The Malawi Electoral Commission’s (Mec) South African hired lawyers Sunday failed to arrive in the country ahead of application to allow them represent the commission in the presidential election appeal case.
Chief Justice Andrew Nyirenda is today expected to hear an application to allow the South African lawyers Mboweni Maluleke Inc Attorneys represent the commission in the appeal case which is scheduled to start on April 15.
Mec’s lawyer Tamanda Chokhotho said the lawyers failed to arrive in the country due to travel restrictions which countries face of Covid-19.
“They are not coming due to the Covid-19 pandemic.
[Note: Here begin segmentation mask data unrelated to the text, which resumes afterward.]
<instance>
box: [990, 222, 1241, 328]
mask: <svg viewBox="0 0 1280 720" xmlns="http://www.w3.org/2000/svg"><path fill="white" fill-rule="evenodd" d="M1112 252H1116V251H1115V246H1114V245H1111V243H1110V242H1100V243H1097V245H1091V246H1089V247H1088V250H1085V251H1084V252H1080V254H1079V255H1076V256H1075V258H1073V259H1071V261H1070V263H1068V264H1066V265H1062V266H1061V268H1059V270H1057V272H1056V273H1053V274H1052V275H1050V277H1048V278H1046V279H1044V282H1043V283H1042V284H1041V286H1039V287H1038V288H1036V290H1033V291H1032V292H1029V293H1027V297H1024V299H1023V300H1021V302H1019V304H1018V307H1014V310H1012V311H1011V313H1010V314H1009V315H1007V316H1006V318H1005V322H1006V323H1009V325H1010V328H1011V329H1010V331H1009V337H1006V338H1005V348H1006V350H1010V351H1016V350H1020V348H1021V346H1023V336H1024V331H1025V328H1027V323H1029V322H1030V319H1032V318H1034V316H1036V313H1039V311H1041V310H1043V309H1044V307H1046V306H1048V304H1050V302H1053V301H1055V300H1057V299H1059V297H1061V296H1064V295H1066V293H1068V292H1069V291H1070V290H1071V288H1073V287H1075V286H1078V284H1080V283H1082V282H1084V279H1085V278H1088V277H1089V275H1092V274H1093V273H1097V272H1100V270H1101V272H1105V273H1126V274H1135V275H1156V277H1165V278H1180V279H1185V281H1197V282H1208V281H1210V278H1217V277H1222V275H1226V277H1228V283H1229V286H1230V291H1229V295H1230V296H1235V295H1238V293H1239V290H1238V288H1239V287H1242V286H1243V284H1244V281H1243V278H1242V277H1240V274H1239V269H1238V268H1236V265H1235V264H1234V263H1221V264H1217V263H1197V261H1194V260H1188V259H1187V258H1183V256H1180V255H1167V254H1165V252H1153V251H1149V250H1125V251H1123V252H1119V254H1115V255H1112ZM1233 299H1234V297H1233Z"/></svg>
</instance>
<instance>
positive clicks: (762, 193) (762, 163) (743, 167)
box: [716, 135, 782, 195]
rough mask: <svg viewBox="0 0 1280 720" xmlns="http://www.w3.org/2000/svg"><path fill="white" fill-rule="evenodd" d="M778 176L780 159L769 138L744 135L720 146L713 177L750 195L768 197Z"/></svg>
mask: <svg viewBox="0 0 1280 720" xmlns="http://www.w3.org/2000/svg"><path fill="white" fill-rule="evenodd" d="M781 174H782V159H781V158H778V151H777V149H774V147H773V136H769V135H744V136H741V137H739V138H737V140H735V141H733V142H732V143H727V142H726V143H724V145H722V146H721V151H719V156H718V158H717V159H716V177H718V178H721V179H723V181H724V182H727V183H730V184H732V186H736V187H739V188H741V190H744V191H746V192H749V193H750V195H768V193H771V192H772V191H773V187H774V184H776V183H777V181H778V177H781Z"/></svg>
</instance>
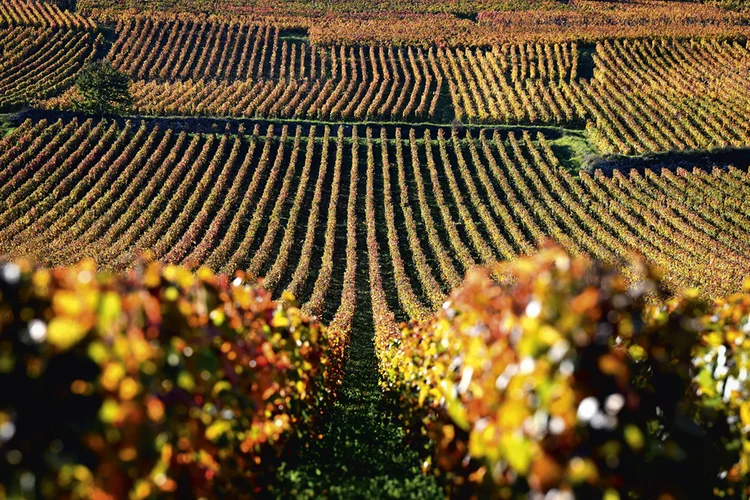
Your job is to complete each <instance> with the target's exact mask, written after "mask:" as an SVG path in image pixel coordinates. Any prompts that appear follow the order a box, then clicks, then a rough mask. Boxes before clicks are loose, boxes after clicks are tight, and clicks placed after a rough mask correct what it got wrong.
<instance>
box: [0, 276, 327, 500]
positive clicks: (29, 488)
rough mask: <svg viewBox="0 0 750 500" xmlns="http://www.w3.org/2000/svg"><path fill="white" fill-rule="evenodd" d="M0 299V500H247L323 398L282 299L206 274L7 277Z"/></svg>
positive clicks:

We are making arrangements that they take part in the application to allow them take part in the case via video conferencing,” he said.
The chief Justice initially had set the April 8 to hear the application but the hearing was adjourned to today [April 13] after the South African based lawyers also failed to show up for the hearing.
Mec Chairperson Justice Jane Ansah said the commission turned to the South African lawyers following the Constitutional Court’s order stopping the Attorney General Kalekeni Kaphale from representing Mec in the case.
Ansah said most of the local lawyers the commission approached turned them down and that the one who accepted to work with them would be available after April.
Malawi Law Society (MLS) has since objected to Mec’s application to hire the South African lawyers saying among others, Mec did not comply with the Public Procurement Act and that the commission did not comply with the Public Finance Management Act, Regulations and constitutional guidelines when engaging foreign counsel.
“The agreement to pay the sum of $788, 500 appears not to be in line with prescription of fair and reasonable charges prescribed under the Legal Education and Legal Practitioners Act and Rules,” reads a memo from MLS to its members dated April 8.
MLS is also of the view that in light of the Covid-19 pandemic, hiring the South African lawyers poses a public health risk to all parties concerned.
Mec and President Peter Mutharika are contesting the Constitutional Court’s ruling which nullified the May 21 2019 presidential election further declaring that the election be held in 150 days from February 3.
Mec has since set July 2 2020 as polling day which is just a day shy of the date the 150 days end on July 3.
Voter registration in preparation for the fresh election is underway in Chitipa, Salima, Dedza, Ntcheu, Chikwawa, Nsanje and Blantyre.